Hucker noted that the number of injuries from windows falls treated at Children’s National Hospital has doubled during the pandemic, “presumably because schools and child care facilities have been closed for so long,” he said.
“As Tom said, far too many lives are lost in falls through windows,” Elrich said before signing the legislation. “It’s not something that happened only once, it’s happened multiple times… this is an ongoing problem.”
A racial equity analysis of the law found that it would particularly benefit Black, Latinx, and indigenous residents, all of whom are more likely to be renters than their white and Asian counterparts.
Under the new law, tenants in multi-family properties will be notified about their right to have a window bar installed by their landlord at multiple times during the rental process: as part of the original lease, in lease renewals, and in notifications of rent increases.
Hucker noted that frequent caregivers of young children, like grandparents or neighbors, can also request a window bar.
The bill, which passed the council unanimously in April, is named Ezechiel’s Law, after two-year-old Ezechiel Nguemezi, who died in Oct. 2020 after he fell out of a third-floor window in a Takoma Park apartment building.

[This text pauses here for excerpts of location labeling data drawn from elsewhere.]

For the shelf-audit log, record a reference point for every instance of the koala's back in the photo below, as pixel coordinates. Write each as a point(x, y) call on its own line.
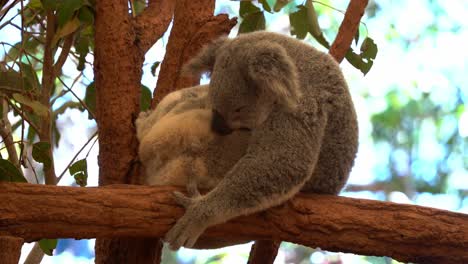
point(322, 84)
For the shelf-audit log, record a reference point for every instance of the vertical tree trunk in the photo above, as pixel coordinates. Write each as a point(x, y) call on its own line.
point(10, 249)
point(117, 73)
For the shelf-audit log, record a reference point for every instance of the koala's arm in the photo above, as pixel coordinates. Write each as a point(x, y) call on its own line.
point(264, 177)
point(175, 102)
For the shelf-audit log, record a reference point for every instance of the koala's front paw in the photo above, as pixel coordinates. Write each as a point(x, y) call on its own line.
point(192, 224)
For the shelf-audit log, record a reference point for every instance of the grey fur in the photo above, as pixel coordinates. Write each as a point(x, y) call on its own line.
point(295, 100)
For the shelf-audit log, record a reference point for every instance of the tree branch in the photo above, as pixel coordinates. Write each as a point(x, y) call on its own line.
point(348, 29)
point(10, 249)
point(194, 26)
point(6, 134)
point(403, 232)
point(151, 24)
point(67, 43)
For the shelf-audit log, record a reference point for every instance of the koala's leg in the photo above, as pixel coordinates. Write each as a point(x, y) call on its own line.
point(280, 159)
point(337, 153)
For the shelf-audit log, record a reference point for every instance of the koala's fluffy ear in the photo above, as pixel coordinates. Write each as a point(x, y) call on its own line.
point(273, 70)
point(204, 61)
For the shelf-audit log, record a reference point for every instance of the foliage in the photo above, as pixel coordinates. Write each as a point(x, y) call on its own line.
point(416, 137)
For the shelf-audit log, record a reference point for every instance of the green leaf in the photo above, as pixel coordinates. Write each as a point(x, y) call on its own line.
point(48, 245)
point(90, 99)
point(369, 49)
point(49, 4)
point(79, 170)
point(37, 107)
point(298, 22)
point(252, 22)
point(145, 99)
point(246, 7)
point(312, 19)
point(82, 44)
point(70, 27)
point(13, 81)
point(265, 5)
point(67, 10)
point(40, 153)
point(280, 4)
point(13, 52)
point(358, 62)
point(35, 4)
point(154, 67)
point(9, 173)
point(81, 62)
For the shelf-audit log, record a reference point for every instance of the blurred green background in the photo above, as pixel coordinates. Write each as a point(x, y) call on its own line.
point(411, 108)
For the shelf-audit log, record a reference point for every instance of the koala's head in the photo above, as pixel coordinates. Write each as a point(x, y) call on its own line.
point(248, 81)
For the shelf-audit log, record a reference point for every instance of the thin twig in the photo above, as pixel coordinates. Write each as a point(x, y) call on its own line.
point(23, 116)
point(65, 91)
point(6, 133)
point(67, 43)
point(76, 155)
point(33, 170)
point(76, 96)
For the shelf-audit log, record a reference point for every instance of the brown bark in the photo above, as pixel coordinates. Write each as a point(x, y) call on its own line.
point(404, 232)
point(48, 78)
point(194, 26)
point(153, 22)
point(120, 44)
point(348, 29)
point(10, 249)
point(264, 251)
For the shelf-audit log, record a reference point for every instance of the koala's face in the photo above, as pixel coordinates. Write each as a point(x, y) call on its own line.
point(236, 100)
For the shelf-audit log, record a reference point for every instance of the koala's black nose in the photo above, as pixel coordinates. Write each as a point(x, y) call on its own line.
point(219, 125)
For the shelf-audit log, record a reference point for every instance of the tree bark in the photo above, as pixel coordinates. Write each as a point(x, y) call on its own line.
point(404, 232)
point(194, 26)
point(120, 45)
point(264, 251)
point(10, 249)
point(348, 29)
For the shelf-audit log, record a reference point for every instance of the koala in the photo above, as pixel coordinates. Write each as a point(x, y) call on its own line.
point(178, 146)
point(296, 104)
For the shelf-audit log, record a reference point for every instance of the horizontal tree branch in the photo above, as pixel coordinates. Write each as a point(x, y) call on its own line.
point(403, 232)
point(10, 249)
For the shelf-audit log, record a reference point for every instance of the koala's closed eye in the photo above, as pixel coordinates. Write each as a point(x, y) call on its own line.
point(239, 109)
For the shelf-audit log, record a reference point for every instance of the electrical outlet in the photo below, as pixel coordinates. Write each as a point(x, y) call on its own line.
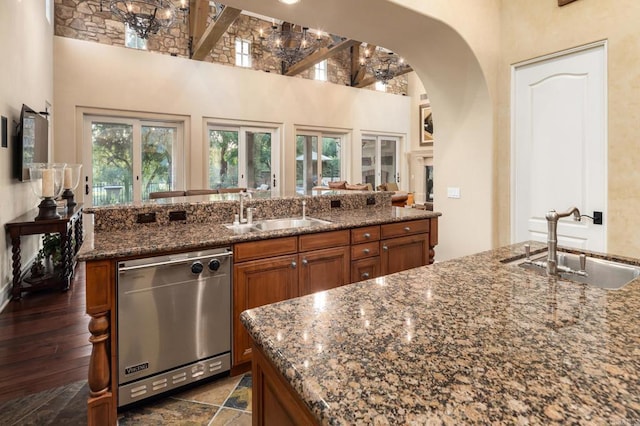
point(597, 218)
point(146, 217)
point(177, 215)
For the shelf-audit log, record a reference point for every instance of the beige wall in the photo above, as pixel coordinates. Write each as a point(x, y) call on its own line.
point(453, 46)
point(92, 75)
point(535, 28)
point(26, 76)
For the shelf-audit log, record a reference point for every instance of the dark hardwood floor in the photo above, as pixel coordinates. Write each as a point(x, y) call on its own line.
point(44, 340)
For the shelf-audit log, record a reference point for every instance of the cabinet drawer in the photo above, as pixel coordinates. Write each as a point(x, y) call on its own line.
point(324, 240)
point(365, 269)
point(405, 228)
point(365, 234)
point(361, 251)
point(264, 248)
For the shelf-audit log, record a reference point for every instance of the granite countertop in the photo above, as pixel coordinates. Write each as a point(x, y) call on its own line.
point(150, 240)
point(469, 340)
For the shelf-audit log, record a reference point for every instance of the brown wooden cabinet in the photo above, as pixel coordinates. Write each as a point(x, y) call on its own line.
point(322, 263)
point(257, 283)
point(404, 245)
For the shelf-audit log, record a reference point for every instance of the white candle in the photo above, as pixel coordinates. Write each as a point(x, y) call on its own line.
point(67, 178)
point(47, 183)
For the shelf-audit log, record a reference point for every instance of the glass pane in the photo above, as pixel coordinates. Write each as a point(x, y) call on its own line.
point(112, 163)
point(330, 160)
point(158, 168)
point(223, 158)
point(306, 162)
point(259, 160)
point(369, 162)
point(388, 161)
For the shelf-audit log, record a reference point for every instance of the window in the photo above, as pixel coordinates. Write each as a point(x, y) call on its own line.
point(313, 170)
point(380, 155)
point(132, 40)
point(129, 158)
point(321, 70)
point(243, 53)
point(242, 157)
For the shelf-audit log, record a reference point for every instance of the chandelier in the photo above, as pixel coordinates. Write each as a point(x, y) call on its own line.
point(384, 65)
point(291, 43)
point(145, 17)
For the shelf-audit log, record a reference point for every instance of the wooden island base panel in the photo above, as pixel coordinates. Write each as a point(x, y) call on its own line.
point(302, 262)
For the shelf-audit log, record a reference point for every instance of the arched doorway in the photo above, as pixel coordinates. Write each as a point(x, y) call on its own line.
point(458, 91)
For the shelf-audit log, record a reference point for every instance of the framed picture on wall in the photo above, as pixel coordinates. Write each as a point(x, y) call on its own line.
point(426, 125)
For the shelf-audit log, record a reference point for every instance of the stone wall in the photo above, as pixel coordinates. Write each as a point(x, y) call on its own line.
point(90, 20)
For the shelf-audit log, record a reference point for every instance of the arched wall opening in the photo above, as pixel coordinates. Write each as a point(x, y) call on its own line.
point(459, 95)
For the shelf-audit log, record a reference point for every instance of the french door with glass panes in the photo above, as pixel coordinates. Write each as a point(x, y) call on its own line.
point(380, 159)
point(242, 157)
point(125, 159)
point(313, 169)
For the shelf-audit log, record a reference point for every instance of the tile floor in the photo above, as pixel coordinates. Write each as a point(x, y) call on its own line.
point(226, 401)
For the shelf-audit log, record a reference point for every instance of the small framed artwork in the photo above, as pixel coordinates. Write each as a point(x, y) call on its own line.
point(426, 125)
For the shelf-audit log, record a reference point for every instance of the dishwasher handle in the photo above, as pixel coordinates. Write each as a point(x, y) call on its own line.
point(170, 262)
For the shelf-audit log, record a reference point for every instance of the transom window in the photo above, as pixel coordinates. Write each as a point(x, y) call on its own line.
point(321, 70)
point(243, 53)
point(132, 40)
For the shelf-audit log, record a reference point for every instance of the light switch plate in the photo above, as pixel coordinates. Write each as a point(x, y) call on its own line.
point(453, 192)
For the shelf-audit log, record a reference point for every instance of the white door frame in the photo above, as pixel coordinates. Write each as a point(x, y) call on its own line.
point(514, 67)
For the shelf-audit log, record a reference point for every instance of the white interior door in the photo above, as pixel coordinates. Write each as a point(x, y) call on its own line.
point(559, 146)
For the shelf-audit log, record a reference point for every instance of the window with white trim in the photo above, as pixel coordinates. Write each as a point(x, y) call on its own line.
point(243, 53)
point(321, 70)
point(381, 87)
point(133, 40)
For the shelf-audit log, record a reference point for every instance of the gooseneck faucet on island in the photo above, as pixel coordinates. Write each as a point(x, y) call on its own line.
point(552, 236)
point(551, 264)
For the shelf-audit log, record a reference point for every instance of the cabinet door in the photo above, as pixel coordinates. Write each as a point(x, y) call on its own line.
point(365, 269)
point(257, 283)
point(402, 253)
point(323, 269)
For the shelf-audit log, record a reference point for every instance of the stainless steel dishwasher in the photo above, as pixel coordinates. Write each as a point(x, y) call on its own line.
point(174, 322)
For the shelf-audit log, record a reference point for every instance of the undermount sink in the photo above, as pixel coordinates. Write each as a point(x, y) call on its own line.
point(600, 273)
point(288, 223)
point(276, 224)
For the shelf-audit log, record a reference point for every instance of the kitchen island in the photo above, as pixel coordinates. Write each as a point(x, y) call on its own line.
point(396, 238)
point(472, 340)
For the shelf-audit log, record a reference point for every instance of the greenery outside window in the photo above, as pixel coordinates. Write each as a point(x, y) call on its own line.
point(314, 170)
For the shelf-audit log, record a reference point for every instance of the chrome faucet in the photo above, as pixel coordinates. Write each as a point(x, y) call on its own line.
point(552, 236)
point(242, 196)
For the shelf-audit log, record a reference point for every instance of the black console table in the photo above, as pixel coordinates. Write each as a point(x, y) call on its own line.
point(69, 226)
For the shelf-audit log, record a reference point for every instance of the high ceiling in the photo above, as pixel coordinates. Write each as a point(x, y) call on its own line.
point(205, 33)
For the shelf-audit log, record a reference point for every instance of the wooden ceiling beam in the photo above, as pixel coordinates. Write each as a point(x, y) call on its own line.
point(359, 71)
point(214, 32)
point(370, 80)
point(198, 14)
point(319, 56)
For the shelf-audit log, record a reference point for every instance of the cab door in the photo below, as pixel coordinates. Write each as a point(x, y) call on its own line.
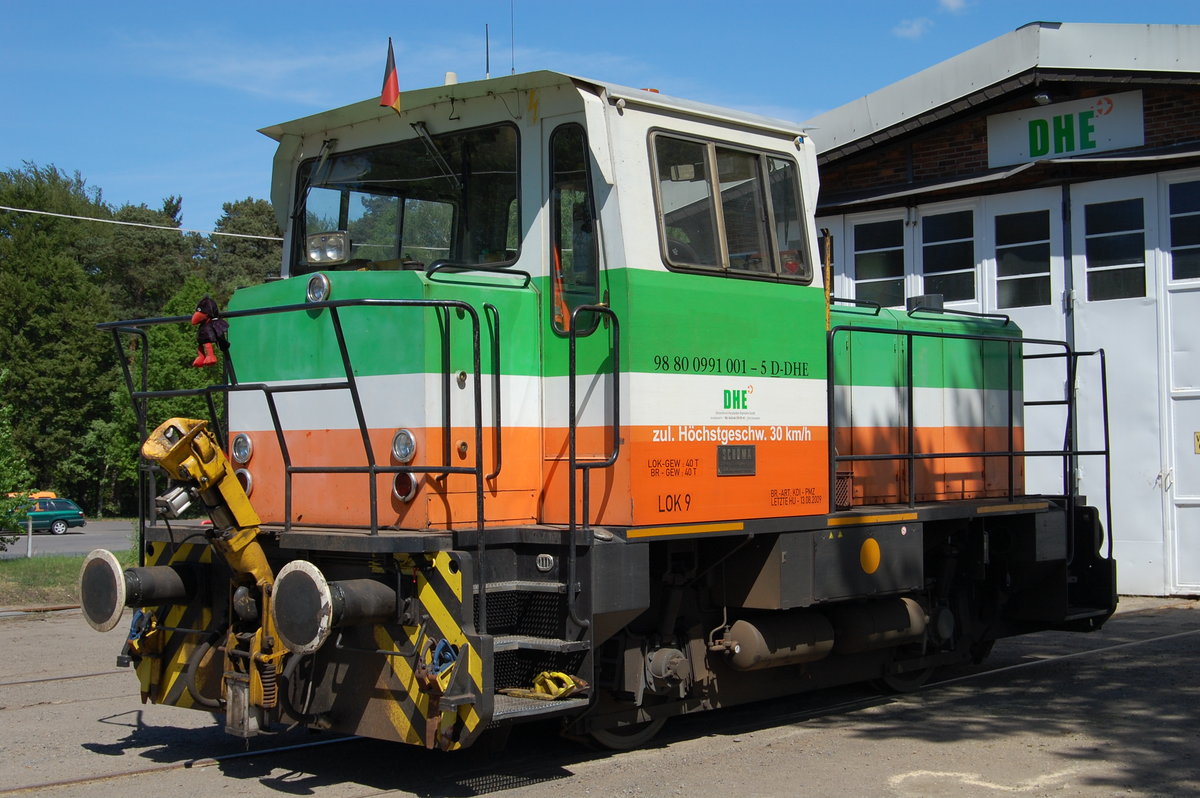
point(573, 241)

“Ezechiel would have been three years old this past Sunday,” said Alvine Nguemezi, his mother, in a statement read by her sister at the signing. “My family considers the naming of the bill after Ezechiel an honor and future legacy to his short but memorable life.”
“Ezechiel was my only child. He was my baby, but also my companion. I miss him very much,” Nguemezi’s statement continued.
“None of us can imagine the pain you experienced,” Hucker said, speaking to Nguemezi and other family members at the signing. “I hope it provides a kind of comfort and resolution knowing that thanks to Ezechiel’s Law, no parent in Montgomery County should ever have to worry about a child falling from a window again.”
Nguemezi, Hucker and others expressed hope that the new regulations in Montgomery County could become a model for future legislation across the state of Maryland. Ezechiel’s Law will take effect next January.